The knowledge formula asserts that knowledge is an expression of knowingness that results through the interaction between theory and information. Theory and information are dependent upon each other before an expression of knowledge is achieved. For this reason, theory and information are essential to theory-based semantic representations, and a machine's capacity to KNOW and reason like people. Knowledge can be faithfully represented from documents, drawings, illustrations, forms, spreadsheets, books, contracts, policies and procedures, reference sources and from the very minds of employees, consultants and subject experts. This is achieved because every metaphysical, physical and dataform representation can be faithfully modeled using theory-based semantics. The following breakdown helps to better illustrate the point.

THEORY represents 85% or more of knowledge. It is the thought element that gives meaning to concepts, ideas and thought patterns, by justifying the relationships and meanings of the facts of situations and circumstances. Theory answers our "how," "why" and "what-if" questions (whether they are conscious or unconscious). Circumstances and situations may change rapidly, but the underlying theory that gives them meaning, do not. Theory is “A’ Priori” (known before the fact). It is learned through enculturation, education, life experience and deep analytical thought. It is the theories in our brain that shapes our behavior and the way we assess our world. Well-justified theories such as those validated most successful by science, engineering, business, law and so forth, are most valuable. Theory considers all possibilities regardless of a given situation or circumstance. For this reason, theory is universal. Learn once, use forever.

INFORMATION represents 15% or less of knowledge. Information is the instances of fact that exist in time and space that can be processed by the senses, measured and counted. It is the "who," "what," "when," "where" and "how much" facts of situations and circumstances. Information is “A’ Posteriori”, known after the fact. The data and objects commonly captured and transported through conventional data systems is information, not knowledge, though they may contain knowledge. People are required to use the theory in their brains to make sense of the data in conventional data systems.

[edit] Enduring Value of Knowledge

Theories endure for decades, centuries and for thousands of years.
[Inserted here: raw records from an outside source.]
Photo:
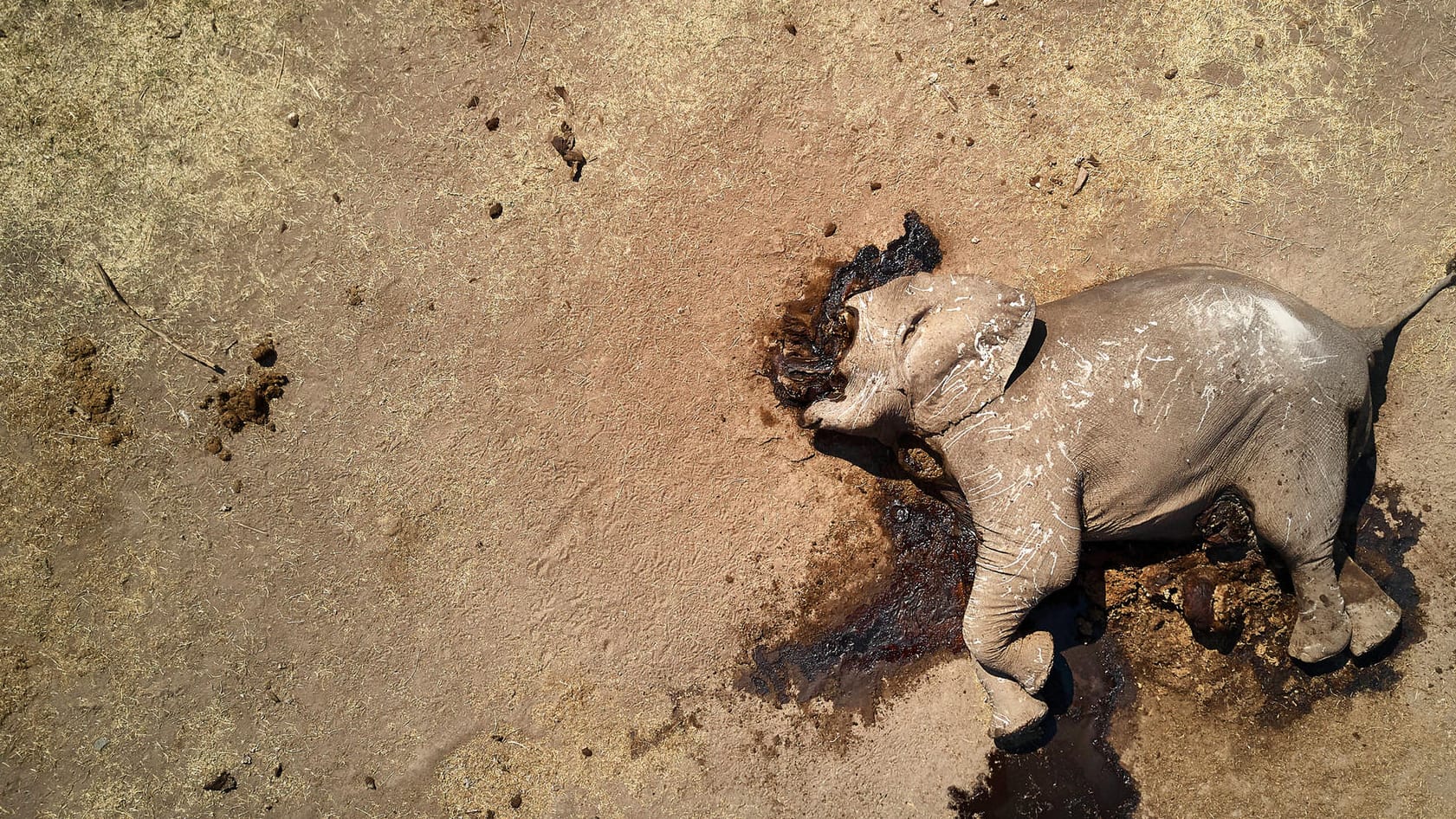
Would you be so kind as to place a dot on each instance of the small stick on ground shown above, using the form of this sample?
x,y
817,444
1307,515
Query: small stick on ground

Most of the theories in our brains that shape our understanding of basic social relationships were conceived 20,000 to 40,000 years ago, passed down through the generations. Most of our core financial theories, such as "buy low, sell high," or "the principles of simple interest" and "compound interest," were conceived and put into use by our ancestors millenniums ago. New theories are constantly being conceived, such as social trends and fads, but only those that are most practical to society endure.